In patients with Barrett’s esophagus, it is recognized that analysis of esophageal impedance tracings is hampered by low esophageal baseline levels, impeding reliable assessment of reflux episodes [27]. Very low impedance baseline which are very likely to occur abnormal esophageal mucosa in patients with Barrett’s esophagus. Baseline impedance has been recently considered to be related to esophageal integrity. Another explanation is the occurrence of large numbers of reflux episodes in patients with Barrett’s can result in an increased conductivity and therefore decreased impedance. Hemmink et al. [16] examined the effect of radiofrequency ablation (RFA) on esophageal baseline impedance in 15 patients with Barrett’s esophagus [16]. They found that RFA increased baseline impedance in all recording segments in the upright position, in the supine position, although it didn’t to reach statistically significant levels.They have shown that baseline impedance levels increased after conversion into neosquamous epithelium.

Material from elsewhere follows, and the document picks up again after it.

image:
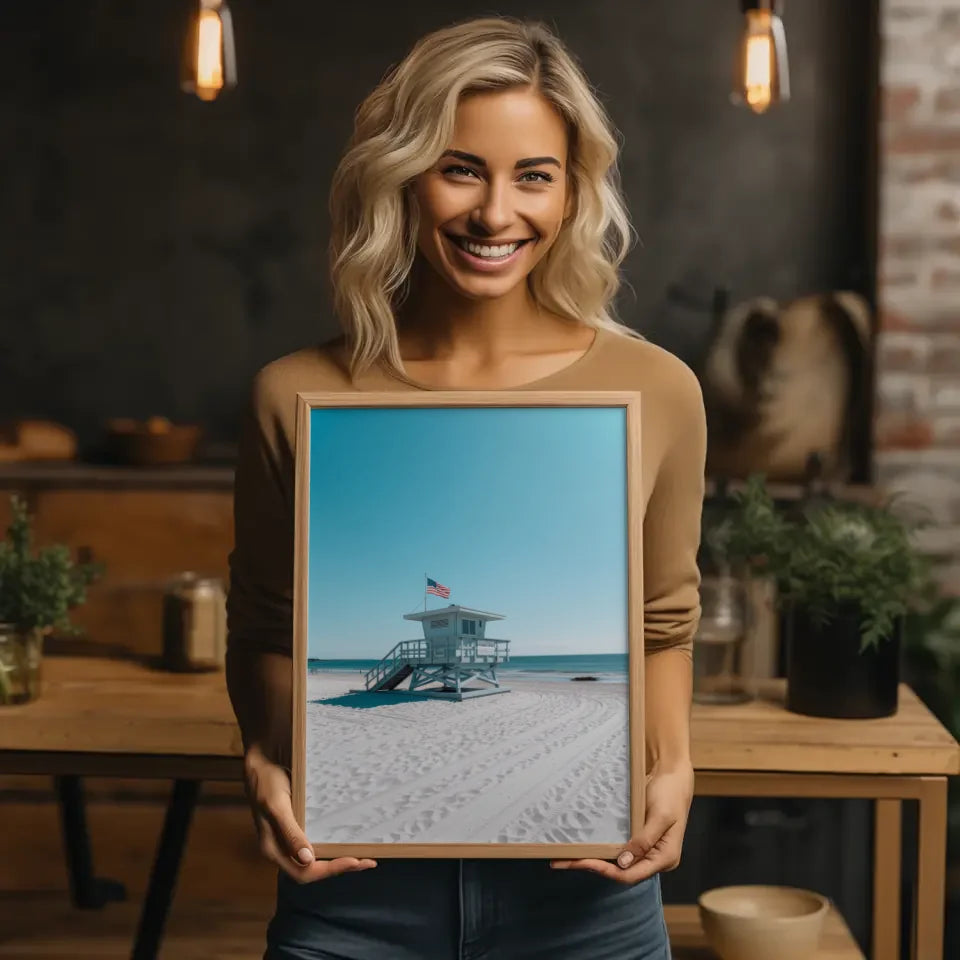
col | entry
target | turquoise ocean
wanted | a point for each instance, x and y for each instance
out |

Functional Heartburn and Impedance

Functional heartburn (FH) is an exclusive diagnosis and is defined by the Rome III criteria as a burning retrosternal discomfort, excluding GERD and esophageal motility disorders as a cause of the symptom. The advent of MII-pH monitoring has allowed us to subdivide the heterogeneous subgroups of patients within the group of nonerosive reflux disease. The absence of visible lesions on endoscopy, normal distal esophageal acid exposure and absence of troublesome reflux-associated (to acid, weakly acidic or non-acid reflux) is subclassified FH. Martinucci et al studied baseline impedance levels in patients with FH divided into two groups on the basis of symptom relief after PPIs [28]. In this study 30 patients with a symptom relief higher than 50% after PPIs composed Group A, and 30 patients, matched for sex and age, without symptom relief composed Group B, a group of 20 healthy volunteers (HVs) was enrolled. Group A (vs Group B) showed an increase in the mean AET mean reflux number, proximal reflux number, acid reflux number. Baseline impedance levels were lower in Group A than in Group B and in HVs (p < 0.001). The authors concluded that evaluating baseline impedance levels could improve the distinction between FH and hypersensitive esophagus. Kohata et al. also showed that among patients with PPI-refractory nonerosive reflux disease, acid-reflux type is associated with lower baseline impedance compared with non-acid-reflux type and functional heartburn [29]. They suggested baseline impedance value may be useful for the classification of PPI-refractory patients.